Whether it’s for work or pleasure, traveling is always a little bit of a gamble, rife with a sense of possibility and wonder, yet subtly lined with preparations for the worst (airlines don’t spend money on putting a barf bag behind every seat simply because they have a macabre sense of humor, for instance). But a savvy traveler knows how to minimize risk and maximize the magic of being able to fly through the air at 500 miles per hour (ideally while drinking a bloody mary and watching old episodes of MasterChef Junior) to arrive hours later in a new and distant city. Below, we’ve compiled some of our favorite tips for making your travel experience more efficient and less stressful, so you can spend more time living like those unflappable jet setting women that have mastered the art of the travel blanket/scarf/sarong/emergency parachute and somehow trained themselves to keep their mouths closed while sleeping in an upright position.
Skip the lines with TSA Precheck.

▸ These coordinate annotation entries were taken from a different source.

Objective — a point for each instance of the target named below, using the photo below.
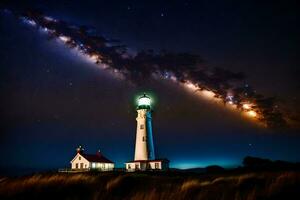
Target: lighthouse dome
(144, 102)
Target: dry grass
(249, 186)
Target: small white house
(87, 162)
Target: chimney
(79, 149)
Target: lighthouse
(144, 155)
(144, 148)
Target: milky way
(217, 84)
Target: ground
(163, 185)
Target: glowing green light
(144, 101)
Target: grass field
(167, 185)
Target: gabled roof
(148, 161)
(96, 158)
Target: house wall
(152, 165)
(102, 166)
(81, 162)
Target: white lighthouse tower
(144, 148)
(144, 156)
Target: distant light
(246, 106)
(64, 38)
(144, 101)
(252, 113)
(49, 18)
(191, 85)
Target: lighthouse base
(147, 165)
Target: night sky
(53, 98)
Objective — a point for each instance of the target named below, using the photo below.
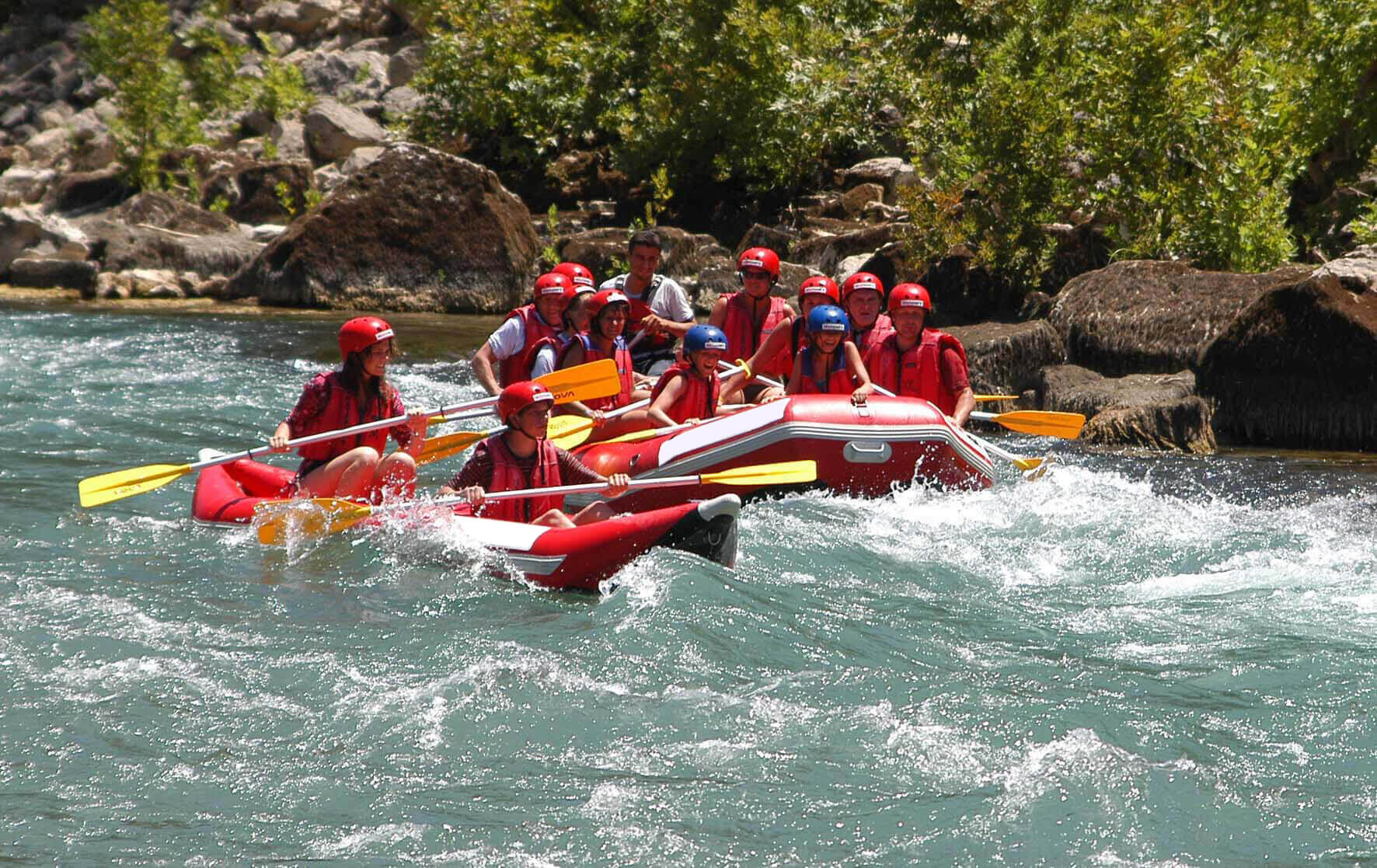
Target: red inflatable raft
(553, 557)
(865, 449)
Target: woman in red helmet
(521, 458)
(863, 298)
(786, 340)
(751, 315)
(357, 393)
(922, 363)
(511, 347)
(608, 312)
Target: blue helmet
(706, 338)
(828, 319)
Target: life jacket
(517, 367)
(744, 338)
(508, 477)
(699, 399)
(872, 336)
(342, 411)
(839, 379)
(622, 357)
(649, 349)
(918, 371)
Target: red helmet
(362, 333)
(553, 283)
(605, 298)
(820, 284)
(519, 396)
(761, 258)
(913, 297)
(861, 280)
(579, 274)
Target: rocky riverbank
(331, 210)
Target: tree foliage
(1184, 130)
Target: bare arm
(483, 365)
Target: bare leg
(344, 476)
(396, 474)
(594, 513)
(554, 518)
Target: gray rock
(360, 160)
(890, 173)
(50, 145)
(419, 230)
(404, 65)
(290, 139)
(1004, 357)
(53, 273)
(335, 130)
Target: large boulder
(335, 130)
(1182, 426)
(1141, 410)
(417, 229)
(1154, 317)
(156, 230)
(1007, 357)
(1299, 367)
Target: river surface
(1135, 661)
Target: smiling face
(863, 308)
(612, 320)
(908, 321)
(756, 283)
(645, 260)
(376, 357)
(828, 342)
(535, 420)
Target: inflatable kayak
(865, 449)
(551, 557)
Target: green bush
(128, 42)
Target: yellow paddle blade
(447, 445)
(581, 382)
(281, 520)
(781, 473)
(569, 431)
(634, 436)
(108, 486)
(1043, 422)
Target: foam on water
(1134, 661)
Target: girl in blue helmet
(829, 364)
(688, 390)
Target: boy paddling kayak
(357, 393)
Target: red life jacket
(620, 354)
(699, 399)
(839, 379)
(342, 411)
(918, 371)
(517, 367)
(742, 336)
(872, 336)
(508, 477)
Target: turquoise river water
(1135, 661)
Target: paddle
(335, 514)
(447, 445)
(1022, 463)
(592, 381)
(1048, 424)
(579, 434)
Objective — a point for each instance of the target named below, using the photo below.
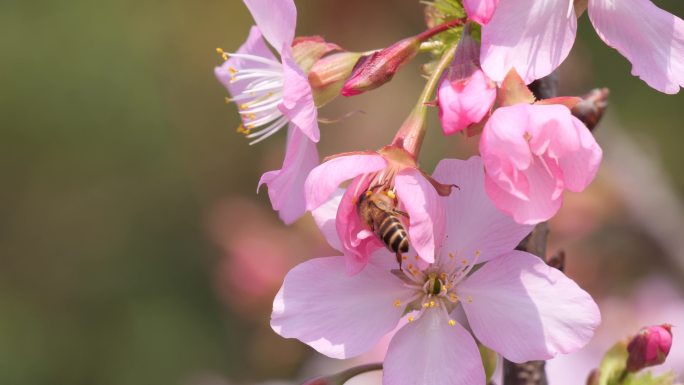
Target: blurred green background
(118, 148)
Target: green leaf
(489, 359)
(648, 379)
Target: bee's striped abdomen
(393, 234)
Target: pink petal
(580, 166)
(534, 37)
(430, 352)
(286, 186)
(473, 224)
(425, 210)
(358, 242)
(276, 19)
(254, 45)
(325, 216)
(526, 310)
(480, 11)
(338, 315)
(298, 104)
(543, 202)
(324, 179)
(649, 37)
(465, 101)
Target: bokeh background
(134, 249)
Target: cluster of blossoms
(459, 283)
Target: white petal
(340, 316)
(525, 310)
(650, 38)
(429, 351)
(532, 36)
(473, 223)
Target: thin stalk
(412, 131)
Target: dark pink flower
(343, 316)
(650, 347)
(534, 37)
(532, 153)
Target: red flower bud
(376, 69)
(650, 347)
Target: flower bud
(378, 68)
(328, 75)
(465, 95)
(649, 347)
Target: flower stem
(412, 131)
(439, 29)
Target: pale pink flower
(465, 95)
(272, 93)
(531, 154)
(480, 11)
(514, 304)
(391, 169)
(535, 36)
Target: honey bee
(378, 209)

The security line at the airport is a little like what I imagine purgatory to be: there’s the distinct smell of feet permeating the air, toddlers are throwing tantrums all around you, and you can’t really have anything to drink until you pass a carefully guarded threshold into the promised land of $5 bottled water. Mercifully, recent years have brought us TSA Precheck—a security clearance of sorts that allows you to bypass the standard line, keep your shoes, jacket and belt on, and keep your laptop stowed away. Perhaps most significant of all: you get exempt from the 3-ounces-of-liquid rule, so you can finally bring your economy-sized dry shampoo with you in your carry-on! Apply online, pay the $85, attend your in-person interview, and once you’re approved, you’re good for five years. Global Entry, which enables you to breeze through customs on international flights and comes with all the domestic perks of TSA Precheck, is $100.
Shop for plane tickets and hotel rooms on the downlow. Who would’ve guessed that something as innocuous as trying to book a plane ticket would one day require you to channel your inner Anonymous in order to avoid jacked-up pricing? But here’s the sad (and creepy) thing: It’s been observed that travel websites monitor your search activity and adjust prices according to how likely it is that you’ll be going on a particular trip. And a few years back, Orbitz admitted to offering different hotel options to users based on the type of computer they’re using—Mac users were seeing pricier rooms because they tend to spend more on hotels, for instance.
While these methods are becoming increasingly sophisticated and difficult to combat for everyday users, there are a few basic precautions you can take. Make sure you clear your cookies in between searches so the travel website doesn’t detect the fact that you’re shopping for a trip you’ve previously searched for (searching in "incognito mode" on Chrome or "private browsing" on Safari will have the same affect). Similarly, there’s speculation that some sites are even tracking your IP address, so it may be advisable to browse from a coffee shop or a friend’s house, or search on your smartphone using your data plan (not your home wifi, which will utilize the same IP address as your computer).
Survive your layover in a fancy(ish) lounge on the cheap(ish). Unless you fly a ton, it’s probably not worth it to drop $400-$500 per year on an airline-lounge membership, and even then, that price tag can be pretty prohibitive for budding entrepreneurs and creatives. But how many times have you stood on a moving walkway staring longingly at whatever serene, mysterious paradise lies beyond the doors of the Delta Sky Club or the Virgin America Loft? If you’ve got a doozy of a layover ahead and spending six hours in the Burger King food court doesn’t sound ideal, many lounges offer day passes for $30-$50. Keep in mind that you’ll generally have access to complimentary food and booze, and if you were planning on having a meal and a drink or two, you’ll probably make up that cost (and if you have more than two drinks, well, you’re practically making money).
Lastly, genius is in the details. It’s 2016 and we can basically hold the world’s knowledge in palms of our hands via our cell phones, and yet some of the most effective methods of taking jewelry on a trip with you is to secure your earrings in the holes of a button and to run your necklaces through drinking straws to keep them from getting tangled. If you’re the ambitious type that plans on shaving your legs while you travel, stick a binder clip on the end of your razor so it doesn’t nick you while you’re rooting around in your toiletry bag.